Just returned from our second Winter going south towing our Honda CRV four down with braking. No problems whatsoever....have rear camera to check the vehicle and when turning rights and lefts can see the wheels turning. We have towed it a total of 10,000 miles and are very happy. The convenience of having the vehicle with you to do the errands is number one in my mind.Renting would limit the places you want to be and a tow dolly is an another item to store somewhere when not in use. Just my opinion....as you will see the different methods when travelling the highways....but mostly you see tow car four wheels down
1995 Regal 31 Ft.
Ford F 53 Chassis
We just returned from Yuma towing our 2005 Jeep Liberty behind the Breakaway. I used a Roadmaster 5000 tow bar coupled to the Roadmaster base plate kit designed for the car. A BrakeBuddy was used in the Jeep. A magnetic tail light system was coupled to the RV which did not require using the lights on the Jeep. (Bought this stuff new/used and found some great buys on eBay.)
The Breakaway easily towed the Jeep and it tracked very well. We saw quite a few TOADs of this model behind all sorts of RVs.

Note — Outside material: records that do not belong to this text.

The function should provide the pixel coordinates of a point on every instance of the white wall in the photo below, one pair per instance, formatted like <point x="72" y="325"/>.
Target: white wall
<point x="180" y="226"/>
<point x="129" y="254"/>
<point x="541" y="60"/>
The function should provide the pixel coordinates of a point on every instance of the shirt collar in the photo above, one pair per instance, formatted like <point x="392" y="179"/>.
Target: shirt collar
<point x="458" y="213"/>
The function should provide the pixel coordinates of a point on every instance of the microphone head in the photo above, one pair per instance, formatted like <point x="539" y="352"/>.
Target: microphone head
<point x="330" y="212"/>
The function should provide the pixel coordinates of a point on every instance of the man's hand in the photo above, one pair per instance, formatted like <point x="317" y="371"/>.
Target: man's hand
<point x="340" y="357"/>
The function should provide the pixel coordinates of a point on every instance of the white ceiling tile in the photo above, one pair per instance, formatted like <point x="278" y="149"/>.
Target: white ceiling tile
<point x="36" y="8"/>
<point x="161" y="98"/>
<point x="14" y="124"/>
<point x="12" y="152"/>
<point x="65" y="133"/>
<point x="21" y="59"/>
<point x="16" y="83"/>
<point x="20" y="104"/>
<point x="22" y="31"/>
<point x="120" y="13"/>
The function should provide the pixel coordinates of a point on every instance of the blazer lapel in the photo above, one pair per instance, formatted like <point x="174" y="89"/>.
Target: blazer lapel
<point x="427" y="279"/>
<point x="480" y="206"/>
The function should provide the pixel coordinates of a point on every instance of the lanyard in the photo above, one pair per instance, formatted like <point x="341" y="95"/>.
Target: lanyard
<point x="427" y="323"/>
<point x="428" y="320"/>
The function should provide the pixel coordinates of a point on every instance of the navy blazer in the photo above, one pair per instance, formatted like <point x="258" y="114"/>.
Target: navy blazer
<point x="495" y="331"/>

All you have to do is put the transfer case in 'N' and the automatic transmission in 'P' and turn the ignition to the unlocked position which is one click from 'Off'. It is real easy to tow 4 down with this car but the manufacturer says to not use a dolly on either end due to lubrication problems within the transfer case.
When researching models to tow I found that you should pay close attention to the recommendations of the maker considering the specific type of transmission and drive-line that is installed. (For instance, AWD Subarus cannot be towed with any wheel on the ground.)
1993 Breakaway 33'. Cummins 6BTA5.9 with Bosch injection. Upped to 260 HP or so. Third owner.
"If it's not worth doing, it's not worth doing well!!" Cummings Law
I guess the best vehicle is whatever combination fits your budget and lifestyle.
Now for me the Tin Top Toad is coming along. 1.6 liter conversion is almost complete. Very excited.